About Acrylic Glass


About: Acrylic glass

Acrylic glass is the collective name for Polymethylmethacrylat (PMMA).
PMMA is a transparent thermoplastic. Chemically, it is the synthetic polymer of methyl methacrylate.
It was developed in 1933 by Dr. Otto Röhm and it is sold under the tradename Plexiglas® (in the US Acrylite®)


In general, acrylic glass is characterized by good resistance to chemicals. It is resistant at room temperature to most inorganic chemicals, to aliphatic hydrocarbons, cycloaliphatic compounds, fats and oils, and, at temperatures up to 60 degrees Celsius also resistant to dilute acids as well as dilute and concentrated solutions of most alkalis.

However, acrylic glass is attacked by chlorinated hydrocarbons, ketones, esters, ethers, alcohols and aromatic compounds.


Acrylic glass is manufactured by two different processes: casting (GS) and extrusion ( XT). The technical data and properties of both product groups are comparable in many ways.
The extrusion process is cheaper.

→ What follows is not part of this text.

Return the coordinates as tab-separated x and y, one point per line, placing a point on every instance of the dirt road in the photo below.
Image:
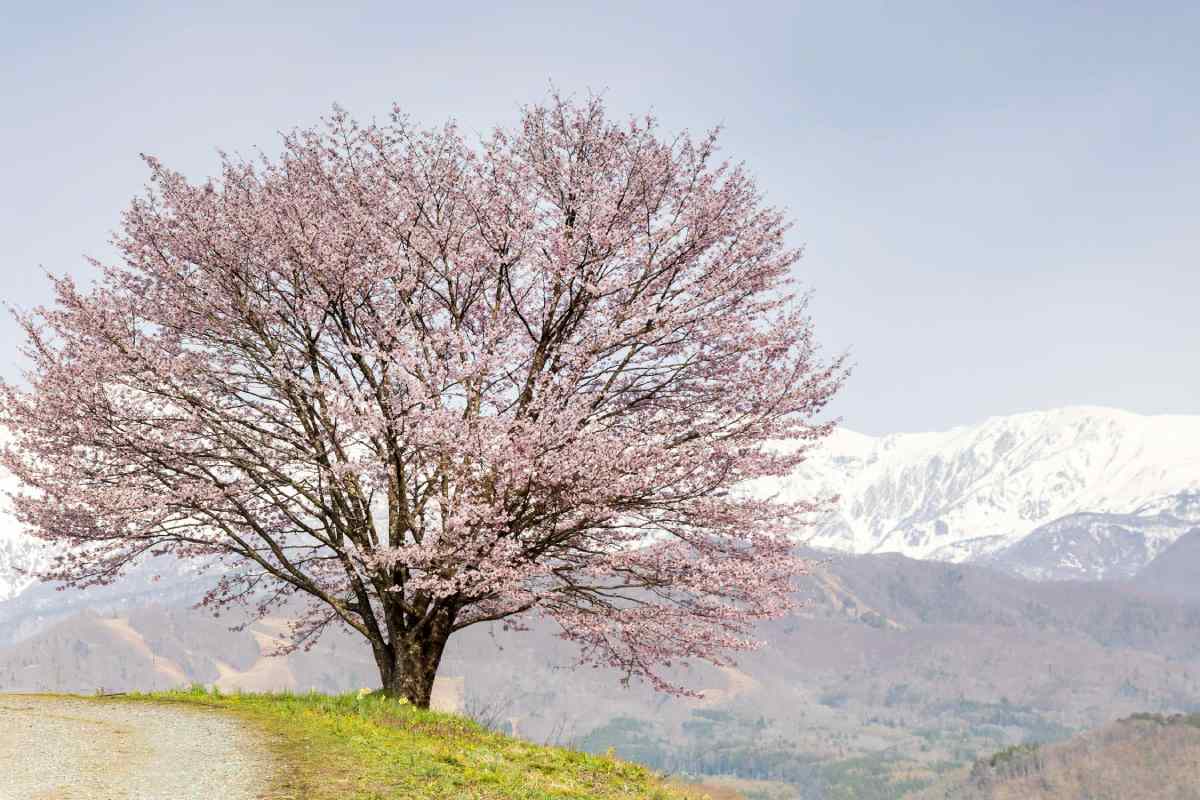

Problems may occur with extrusion rods which are cut and treated with heat. They might show fissures, cracks or optical disturbances.

Therefore I only use casted PLEXIGLAS® (GS) rods for my Marwel Roller.

Care & Cleaning

Plastics normally become statically charged and attract dust as a result. Dirt can hardly cling to the smooth surfaces ofacrylic glass. Dust is removed with water and some dishwashing liquid, using a soft, non-linting cloth or sponge. Never wipe dry and use only non-scouring agents for more intensive cleaning. To remove more obstinate and especially greasy stains from acrylic glass, petroleum ether or benzine may be used.